K8s Operators: Finalizers for Stateful External Resource Cleanup
The Declarative-Imperative Impedance Mismatch
As senior engineers building on Kubernetes, we embrace its declarative nature. We define the desired state in a manifest, and controllers work to make reality match that state. This works beautifully for resources native to the cluster. However, the moment an Operator needs to manage a resource outside the Kubernetes API—a managed database on AWS RDS, a bucket in GCS, or a project in GitLab—we hit a fundamental impedance mismatch.
Creating and updating these external resources is a solved problem within the Operator's reconciliation loop. The controller observes the Custom Resource (CR), checks the state of the external resource via its imperative API, and issues commands (CreateDatabase, UpdateInstance) to converge the state. The real challenge, and a common source of production failures, lies in deletion.
When a user runs kubectl delete mycr my-instance, Kubernetes's default behavior is to simply remove the object from etcd. If your Operator is managing an RDS instance tied to that CR, what tells the Operator to call the AWS API to terminate that database? Without a specific mechanism, the CR vanishes, the reconciliation loop for it ceases, and you are left with an orphaned, and expensive, cloud resource.
This article dissects the canonical Kubernetes pattern for solving this problem: finalizers. We will not cover the basics of what an Operator is. We assume you understand CRDs, controllers, and the core reconciliation concept. Instead, we will focus exclusively on architecting and implementing a production-grade, finalizer-driven cleanup process for stateful external resources.
The Race Condition of Deletion Without Finalizers
Before implementing the solution, it's critical to understand why the naive approach fails. A common first attempt is to check for the DeletionTimestamp on the CR object within the Reconcile function.
The Kubernetes API server, upon receiving a delete request, sets the metadata.deletionTimestamp field on the object. This signals that the object is marked for deletion.

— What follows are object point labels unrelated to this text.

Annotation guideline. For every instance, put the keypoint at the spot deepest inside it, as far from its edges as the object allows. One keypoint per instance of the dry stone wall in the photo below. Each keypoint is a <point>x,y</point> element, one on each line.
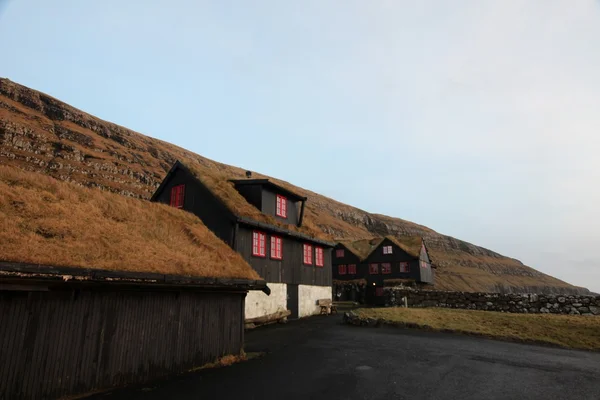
<point>505,302</point>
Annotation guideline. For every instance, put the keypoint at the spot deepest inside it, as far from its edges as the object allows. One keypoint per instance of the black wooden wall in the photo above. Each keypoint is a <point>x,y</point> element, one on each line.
<point>291,268</point>
<point>200,201</point>
<point>59,343</point>
<point>377,257</point>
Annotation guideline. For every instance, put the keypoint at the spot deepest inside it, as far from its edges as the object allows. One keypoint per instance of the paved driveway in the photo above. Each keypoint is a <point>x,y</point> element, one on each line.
<point>318,358</point>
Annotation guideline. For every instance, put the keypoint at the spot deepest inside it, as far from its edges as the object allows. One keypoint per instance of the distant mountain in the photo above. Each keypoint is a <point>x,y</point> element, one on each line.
<point>40,133</point>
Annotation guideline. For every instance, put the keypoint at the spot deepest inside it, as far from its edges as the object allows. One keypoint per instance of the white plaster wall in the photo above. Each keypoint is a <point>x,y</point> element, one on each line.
<point>259,304</point>
<point>308,296</point>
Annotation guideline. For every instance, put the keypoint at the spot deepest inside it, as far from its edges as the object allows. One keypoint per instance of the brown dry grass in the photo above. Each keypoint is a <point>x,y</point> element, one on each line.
<point>218,183</point>
<point>28,133</point>
<point>576,332</point>
<point>45,221</point>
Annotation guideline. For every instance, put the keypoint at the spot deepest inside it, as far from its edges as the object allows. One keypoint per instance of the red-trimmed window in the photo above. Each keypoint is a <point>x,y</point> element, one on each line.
<point>386,268</point>
<point>404,267</point>
<point>259,244</point>
<point>177,195</point>
<point>319,259</point>
<point>276,248</point>
<point>281,206</point>
<point>307,254</point>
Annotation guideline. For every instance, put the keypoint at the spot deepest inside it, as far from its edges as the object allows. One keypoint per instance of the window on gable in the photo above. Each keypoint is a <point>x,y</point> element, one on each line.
<point>373,269</point>
<point>259,244</point>
<point>281,206</point>
<point>177,195</point>
<point>319,258</point>
<point>276,248</point>
<point>307,254</point>
<point>404,267</point>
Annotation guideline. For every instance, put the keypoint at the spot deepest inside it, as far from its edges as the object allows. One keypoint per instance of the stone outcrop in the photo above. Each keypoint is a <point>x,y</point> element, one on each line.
<point>504,302</point>
<point>40,133</point>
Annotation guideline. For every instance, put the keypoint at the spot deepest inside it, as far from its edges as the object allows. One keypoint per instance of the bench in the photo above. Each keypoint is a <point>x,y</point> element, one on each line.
<point>327,306</point>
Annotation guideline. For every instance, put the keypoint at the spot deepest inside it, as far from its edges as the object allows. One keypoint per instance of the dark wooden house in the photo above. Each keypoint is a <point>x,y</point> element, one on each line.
<point>375,263</point>
<point>133,301</point>
<point>262,221</point>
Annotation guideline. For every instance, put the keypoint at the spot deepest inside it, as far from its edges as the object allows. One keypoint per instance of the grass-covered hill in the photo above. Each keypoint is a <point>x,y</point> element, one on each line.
<point>40,133</point>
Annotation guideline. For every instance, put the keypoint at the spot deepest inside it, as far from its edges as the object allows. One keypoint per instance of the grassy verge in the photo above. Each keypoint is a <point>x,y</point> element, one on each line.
<point>568,331</point>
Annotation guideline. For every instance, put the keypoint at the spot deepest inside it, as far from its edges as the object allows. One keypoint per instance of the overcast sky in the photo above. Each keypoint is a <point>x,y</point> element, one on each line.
<point>479,119</point>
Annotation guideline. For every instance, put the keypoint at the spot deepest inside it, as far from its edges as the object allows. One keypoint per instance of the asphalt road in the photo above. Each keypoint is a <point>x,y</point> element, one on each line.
<point>318,358</point>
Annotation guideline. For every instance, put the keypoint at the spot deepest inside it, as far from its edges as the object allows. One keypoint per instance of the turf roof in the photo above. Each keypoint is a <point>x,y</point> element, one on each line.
<point>364,247</point>
<point>222,186</point>
<point>54,223</point>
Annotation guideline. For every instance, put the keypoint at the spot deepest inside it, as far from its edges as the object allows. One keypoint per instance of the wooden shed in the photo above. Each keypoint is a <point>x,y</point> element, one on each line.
<point>98,290</point>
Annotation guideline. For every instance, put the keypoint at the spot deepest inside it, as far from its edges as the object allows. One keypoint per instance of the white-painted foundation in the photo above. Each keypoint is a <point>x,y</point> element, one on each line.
<point>259,304</point>
<point>308,296</point>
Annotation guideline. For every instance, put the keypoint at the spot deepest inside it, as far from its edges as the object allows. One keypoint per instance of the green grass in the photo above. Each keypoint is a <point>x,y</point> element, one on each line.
<point>568,331</point>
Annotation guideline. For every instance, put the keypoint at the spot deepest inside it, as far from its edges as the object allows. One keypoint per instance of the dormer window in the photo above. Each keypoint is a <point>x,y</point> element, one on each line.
<point>177,195</point>
<point>281,206</point>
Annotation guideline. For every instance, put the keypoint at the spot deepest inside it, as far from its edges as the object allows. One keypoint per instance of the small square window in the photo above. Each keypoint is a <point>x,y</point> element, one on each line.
<point>177,196</point>
<point>404,267</point>
<point>281,206</point>
<point>307,254</point>
<point>276,248</point>
<point>259,244</point>
<point>319,258</point>
<point>373,269</point>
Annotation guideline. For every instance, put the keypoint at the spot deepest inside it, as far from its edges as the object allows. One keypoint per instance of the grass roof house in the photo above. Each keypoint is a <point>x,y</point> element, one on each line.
<point>379,262</point>
<point>99,290</point>
<point>263,222</point>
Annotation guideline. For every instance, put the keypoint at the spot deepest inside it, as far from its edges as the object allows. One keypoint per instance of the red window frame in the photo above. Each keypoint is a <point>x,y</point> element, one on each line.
<point>307,254</point>
<point>386,268</point>
<point>281,206</point>
<point>373,269</point>
<point>259,244</point>
<point>404,267</point>
<point>177,196</point>
<point>276,248</point>
<point>319,257</point>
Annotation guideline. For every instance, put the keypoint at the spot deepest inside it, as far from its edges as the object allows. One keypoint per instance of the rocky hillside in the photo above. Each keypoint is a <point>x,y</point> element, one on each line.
<point>40,133</point>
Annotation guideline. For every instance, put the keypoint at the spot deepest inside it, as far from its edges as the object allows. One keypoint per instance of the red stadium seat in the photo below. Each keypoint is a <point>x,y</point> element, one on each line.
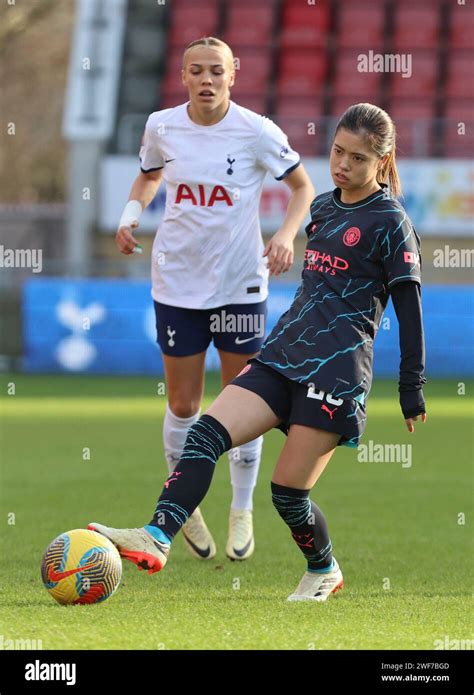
<point>305,26</point>
<point>461,30</point>
<point>456,143</point>
<point>249,24</point>
<point>191,22</point>
<point>416,27</point>
<point>423,80</point>
<point>362,86</point>
<point>361,26</point>
<point>301,72</point>
<point>415,126</point>
<point>460,77</point>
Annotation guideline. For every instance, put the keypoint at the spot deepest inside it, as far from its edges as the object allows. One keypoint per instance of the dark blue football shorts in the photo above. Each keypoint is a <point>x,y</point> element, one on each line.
<point>238,328</point>
<point>301,404</point>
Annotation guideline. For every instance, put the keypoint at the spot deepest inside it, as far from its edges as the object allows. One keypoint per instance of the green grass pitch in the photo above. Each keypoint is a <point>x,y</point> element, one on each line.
<point>396,530</point>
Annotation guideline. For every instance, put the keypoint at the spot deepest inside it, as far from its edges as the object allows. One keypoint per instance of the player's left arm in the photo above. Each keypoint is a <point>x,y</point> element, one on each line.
<point>280,248</point>
<point>400,252</point>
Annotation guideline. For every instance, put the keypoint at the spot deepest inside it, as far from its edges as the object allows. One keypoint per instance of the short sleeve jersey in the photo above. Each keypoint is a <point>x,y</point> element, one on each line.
<point>208,250</point>
<point>355,254</point>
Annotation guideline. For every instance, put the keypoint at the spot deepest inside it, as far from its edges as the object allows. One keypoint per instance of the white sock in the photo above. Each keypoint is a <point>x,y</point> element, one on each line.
<point>244,462</point>
<point>175,430</point>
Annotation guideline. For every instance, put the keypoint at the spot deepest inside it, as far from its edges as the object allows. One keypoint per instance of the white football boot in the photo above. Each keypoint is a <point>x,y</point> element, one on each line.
<point>197,537</point>
<point>136,545</point>
<point>240,542</point>
<point>318,586</point>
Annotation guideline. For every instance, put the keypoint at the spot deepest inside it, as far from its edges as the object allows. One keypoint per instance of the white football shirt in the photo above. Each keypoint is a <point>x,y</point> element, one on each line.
<point>208,247</point>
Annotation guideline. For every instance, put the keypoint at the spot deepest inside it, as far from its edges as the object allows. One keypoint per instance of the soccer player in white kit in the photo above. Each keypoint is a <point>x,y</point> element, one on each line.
<point>209,265</point>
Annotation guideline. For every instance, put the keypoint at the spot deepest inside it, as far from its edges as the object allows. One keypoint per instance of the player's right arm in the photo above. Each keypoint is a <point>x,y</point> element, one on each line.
<point>143,191</point>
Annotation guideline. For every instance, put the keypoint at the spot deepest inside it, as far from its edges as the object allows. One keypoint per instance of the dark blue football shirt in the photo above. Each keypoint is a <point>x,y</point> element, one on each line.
<point>355,254</point>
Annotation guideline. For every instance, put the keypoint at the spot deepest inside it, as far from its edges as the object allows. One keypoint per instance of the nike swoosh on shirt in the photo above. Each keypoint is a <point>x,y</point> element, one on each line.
<point>239,341</point>
<point>57,576</point>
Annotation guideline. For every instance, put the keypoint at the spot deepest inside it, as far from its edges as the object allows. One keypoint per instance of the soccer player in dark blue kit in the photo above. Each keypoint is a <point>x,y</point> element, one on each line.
<point>312,375</point>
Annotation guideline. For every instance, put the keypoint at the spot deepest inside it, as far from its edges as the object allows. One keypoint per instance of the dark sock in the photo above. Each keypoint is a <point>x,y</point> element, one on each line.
<point>307,524</point>
<point>188,484</point>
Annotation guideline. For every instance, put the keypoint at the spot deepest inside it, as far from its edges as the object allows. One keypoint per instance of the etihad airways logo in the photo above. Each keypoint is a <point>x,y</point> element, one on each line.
<point>199,196</point>
<point>324,262</point>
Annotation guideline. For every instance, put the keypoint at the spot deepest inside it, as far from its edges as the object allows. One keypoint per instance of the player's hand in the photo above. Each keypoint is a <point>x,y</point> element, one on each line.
<point>279,252</point>
<point>411,420</point>
<point>125,240</point>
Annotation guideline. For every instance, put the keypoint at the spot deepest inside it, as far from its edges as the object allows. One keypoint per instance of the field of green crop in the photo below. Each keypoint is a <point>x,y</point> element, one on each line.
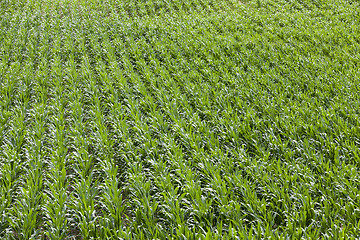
<point>180,119</point>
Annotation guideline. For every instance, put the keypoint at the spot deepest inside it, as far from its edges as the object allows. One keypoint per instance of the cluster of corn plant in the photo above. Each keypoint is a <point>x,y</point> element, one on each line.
<point>179,119</point>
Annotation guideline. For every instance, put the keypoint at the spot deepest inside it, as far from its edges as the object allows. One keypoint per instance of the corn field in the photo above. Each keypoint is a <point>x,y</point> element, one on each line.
<point>180,119</point>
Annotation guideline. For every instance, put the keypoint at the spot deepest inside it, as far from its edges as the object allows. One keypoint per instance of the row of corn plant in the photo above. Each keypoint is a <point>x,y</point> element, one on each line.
<point>181,119</point>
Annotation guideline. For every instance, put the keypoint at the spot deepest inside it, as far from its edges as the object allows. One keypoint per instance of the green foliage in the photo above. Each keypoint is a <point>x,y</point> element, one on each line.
<point>179,119</point>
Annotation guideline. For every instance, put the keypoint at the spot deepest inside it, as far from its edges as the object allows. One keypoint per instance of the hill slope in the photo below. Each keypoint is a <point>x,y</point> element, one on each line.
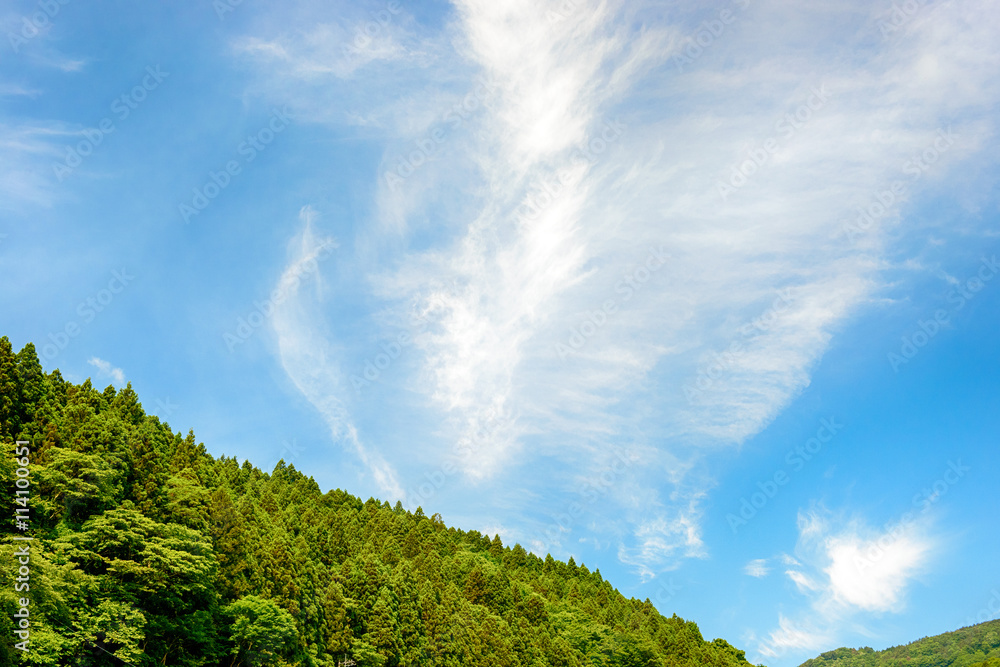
<point>977,645</point>
<point>148,551</point>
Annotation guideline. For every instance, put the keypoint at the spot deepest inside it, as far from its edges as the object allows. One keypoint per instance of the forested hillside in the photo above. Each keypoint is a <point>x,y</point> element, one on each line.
<point>974,646</point>
<point>149,551</point>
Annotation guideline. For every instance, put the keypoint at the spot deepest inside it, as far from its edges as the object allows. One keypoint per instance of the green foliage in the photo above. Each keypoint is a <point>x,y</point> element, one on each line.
<point>262,632</point>
<point>149,551</point>
<point>974,646</point>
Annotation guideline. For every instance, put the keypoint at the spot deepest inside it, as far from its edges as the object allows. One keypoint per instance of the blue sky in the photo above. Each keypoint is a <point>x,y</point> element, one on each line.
<point>702,295</point>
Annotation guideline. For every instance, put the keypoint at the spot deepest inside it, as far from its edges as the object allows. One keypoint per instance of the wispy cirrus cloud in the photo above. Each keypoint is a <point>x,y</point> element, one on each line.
<point>530,226</point>
<point>106,368</point>
<point>846,569</point>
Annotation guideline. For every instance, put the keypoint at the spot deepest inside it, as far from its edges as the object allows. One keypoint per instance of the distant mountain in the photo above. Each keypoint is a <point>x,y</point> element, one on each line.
<point>147,550</point>
<point>974,646</point>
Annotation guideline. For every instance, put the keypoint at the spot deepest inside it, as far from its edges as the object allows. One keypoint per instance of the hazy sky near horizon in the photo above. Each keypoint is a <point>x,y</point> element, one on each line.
<point>704,295</point>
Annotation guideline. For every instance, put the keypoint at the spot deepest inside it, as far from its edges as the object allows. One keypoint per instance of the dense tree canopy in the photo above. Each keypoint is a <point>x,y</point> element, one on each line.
<point>149,551</point>
<point>974,646</point>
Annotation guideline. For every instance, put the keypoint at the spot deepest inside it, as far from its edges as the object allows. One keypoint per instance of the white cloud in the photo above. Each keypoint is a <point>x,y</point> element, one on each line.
<point>790,636</point>
<point>307,356</point>
<point>845,569</point>
<point>105,368</point>
<point>872,574</point>
<point>500,289</point>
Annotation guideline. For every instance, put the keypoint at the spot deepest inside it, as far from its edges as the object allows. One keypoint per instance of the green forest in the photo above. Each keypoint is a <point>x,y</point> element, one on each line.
<point>974,646</point>
<point>147,550</point>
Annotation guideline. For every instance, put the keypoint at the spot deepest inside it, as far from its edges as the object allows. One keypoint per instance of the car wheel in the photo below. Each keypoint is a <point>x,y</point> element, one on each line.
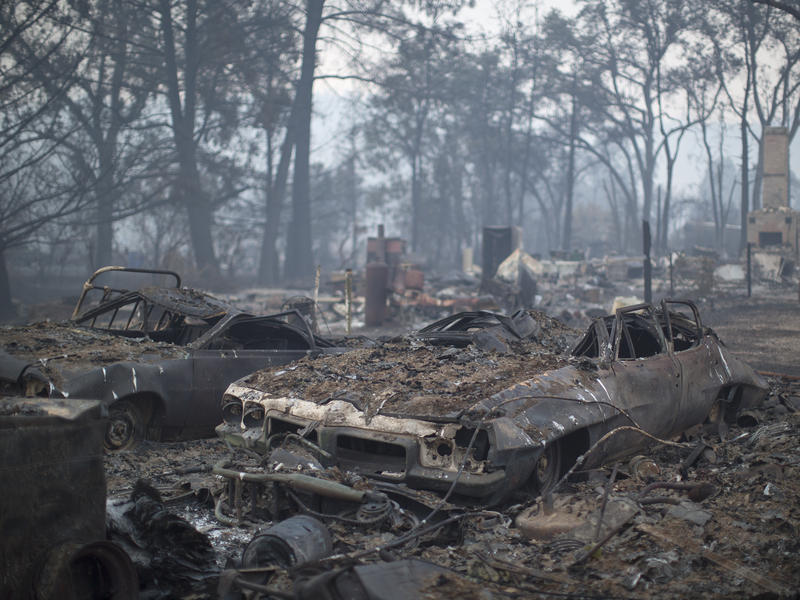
<point>125,426</point>
<point>548,468</point>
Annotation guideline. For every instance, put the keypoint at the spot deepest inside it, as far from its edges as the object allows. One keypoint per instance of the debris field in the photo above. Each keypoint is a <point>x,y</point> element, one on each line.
<point>714,514</point>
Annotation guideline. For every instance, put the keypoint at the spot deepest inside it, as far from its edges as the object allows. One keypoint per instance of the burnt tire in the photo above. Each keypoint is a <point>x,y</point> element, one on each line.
<point>126,426</point>
<point>547,471</point>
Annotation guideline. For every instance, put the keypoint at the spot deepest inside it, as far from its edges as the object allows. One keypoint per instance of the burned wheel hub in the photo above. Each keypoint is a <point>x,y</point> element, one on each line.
<point>124,426</point>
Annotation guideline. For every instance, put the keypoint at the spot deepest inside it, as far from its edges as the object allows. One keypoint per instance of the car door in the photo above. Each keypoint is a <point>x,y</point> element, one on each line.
<point>647,380</point>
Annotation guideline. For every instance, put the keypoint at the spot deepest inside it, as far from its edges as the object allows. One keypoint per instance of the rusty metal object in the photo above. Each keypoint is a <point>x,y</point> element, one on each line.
<point>376,294</point>
<point>645,373</point>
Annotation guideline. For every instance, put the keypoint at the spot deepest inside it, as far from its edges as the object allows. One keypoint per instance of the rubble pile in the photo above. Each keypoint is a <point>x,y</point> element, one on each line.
<point>722,526</point>
<point>413,375</point>
<point>80,345</point>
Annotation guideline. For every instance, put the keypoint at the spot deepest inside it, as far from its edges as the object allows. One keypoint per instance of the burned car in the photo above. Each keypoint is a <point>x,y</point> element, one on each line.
<point>159,357</point>
<point>488,421</point>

A controller can watch for this field being non-nil and trigger its cleanup logic.
Here's what that flawed logic looks like:
// DO NOT USE THIS IN PRODUCTION - FLAWED EXAMPLE
func (r *ManagedDatabaseReconciler) Reconcile(ctx context.Context, req ctrl.Request) (ctrl.Result, error) {
log := log.FromContext(ctx)
var managedDatabase v1alpha1.ManagedDatabase
if err := r.Get(ctx, req.NamespacedName, &managedDatabase); err != nil {
return ctrl.Result{}, client.IgnoreNotFound(err)
}
// Check if the object is being deleted
if managedDatabase.ObjectMeta.DeletionTimestamp != nil {
log.Info("Object is being deleted, cleaning up external resource")
// Flawed: This is a race condition!
if err := r.ExternalDBService.DeleteDatabase(managedDatabase.Spec.DBName); err != nil {
log.Error(err, "Failed to delete external database")
return ctrl.Result{}, err // Requeue on failure
}
log.Info("Successfully deleted external resource")
return ctrl.Result{}, nil // Cleanup done
}
// ... normal create/update logic ...
return ctrl.Result{}, nil
}
Why does this fail?
The Kubernetes garbage collector runs asynchronously. Once the deletionTimestamp is set, the object is eligible for deletion. The controller gets a reconciliation event, but there is no guarantee that it will complete its cleanup logic before the garbage collector removes the CR from etcd. If the controller is slow, under heavy load, or restarts at the wrong moment, the CR will be gone before the DeleteDatabase call can be made or successfully completed. The result is an orphaned resource.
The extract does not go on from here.